Abstract
The use of unmanned aerial vehicles (UAVs) for remote sensing applications in precision viticulture significantly increased in the last years. UAVs’ capability to acquire high spatiotemporal resolution and georeferenced imagery from different sensors make them a powerful tool for a better understanding of vineyard spatial and multitemporal heterogeneity, allowing the estimation of parameters directly impacting plants’ health status. In this way, the decision support process in precision viticulture can be greatly improved. However, despite the proliferation of these innovative technologies in viticulture, most of the published studies rely only on data from a single sensor in order to achieve a specific goal and/or in a single/small period of the vineyard development. In order to address these limitations and fully exploit the advantages offered by the use of UAVs, this study explores the multi-temporal analysis of vineyard plots at a grapevine scale using different imagery sensors. Individual grapevine detection enables the estimation of biophysical and geometrical parameters, as well as missing grapevine plants. A validation procedure was carried out in six vineyard plots focusing on the detected number of grapevines and missing grapevines. A high overall agreement was obtained concerning the number of grapevines present in each row (99.8%), as well as in the individual grapevine identification (mean overall accuracy of 97.5%). Aerial surveys were conducted in two vineyard plots at different growth stages, being acquired for RGB, multispectral and thermal imagery.
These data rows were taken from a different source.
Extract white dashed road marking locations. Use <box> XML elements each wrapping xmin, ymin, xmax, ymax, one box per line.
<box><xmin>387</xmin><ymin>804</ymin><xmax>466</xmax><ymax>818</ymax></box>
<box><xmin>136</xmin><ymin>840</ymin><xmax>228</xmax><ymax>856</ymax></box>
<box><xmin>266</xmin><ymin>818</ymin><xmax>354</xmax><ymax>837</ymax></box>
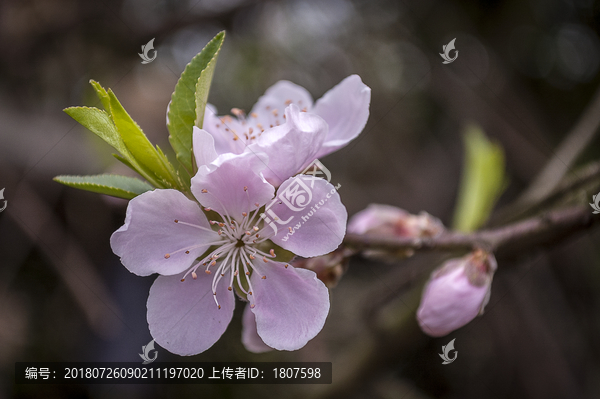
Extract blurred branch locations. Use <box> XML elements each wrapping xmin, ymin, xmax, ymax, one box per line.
<box><xmin>489</xmin><ymin>162</ymin><xmax>600</xmax><ymax>226</ymax></box>
<box><xmin>519</xmin><ymin>86</ymin><xmax>600</xmax><ymax>203</ymax></box>
<box><xmin>344</xmin><ymin>206</ymin><xmax>598</xmax><ymax>253</ymax></box>
<box><xmin>6</xmin><ymin>181</ymin><xmax>124</xmax><ymax>337</ymax></box>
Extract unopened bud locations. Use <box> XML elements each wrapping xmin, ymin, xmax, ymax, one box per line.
<box><xmin>417</xmin><ymin>249</ymin><xmax>497</xmax><ymax>337</ymax></box>
<box><xmin>348</xmin><ymin>204</ymin><xmax>444</xmax><ymax>238</ymax></box>
<box><xmin>348</xmin><ymin>204</ymin><xmax>445</xmax><ymax>262</ymax></box>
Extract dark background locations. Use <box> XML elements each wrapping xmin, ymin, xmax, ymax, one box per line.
<box><xmin>0</xmin><ymin>0</ymin><xmax>600</xmax><ymax>399</ymax></box>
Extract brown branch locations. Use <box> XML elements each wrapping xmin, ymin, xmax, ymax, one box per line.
<box><xmin>344</xmin><ymin>206</ymin><xmax>600</xmax><ymax>260</ymax></box>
Moreover, the extracted individual grapevine parameters enabled us to assess the vineyard variability in a given epoch and to monitor its multi-temporal evolution. This type of analysis is critical for precision viticulture, constituting as a tool to significantly support the decision-making process.
Highlights
The need to assess vineyard spatiotemporal variability is crucial in viticulture, as it is directly related to grapevine health status and yield [1], which can be achieved through precision viticulture (PV)
Derived from precision agriculture (PA) concepts [2], in PV, different technologies for vineyard management and grape production are employed for data acquisition and processing, aiming, among others, to maximize the oenological potential of vineyards, according to their spatiotemporal variability, by adopting site-specific management practices to increase both quality and yield [3,4]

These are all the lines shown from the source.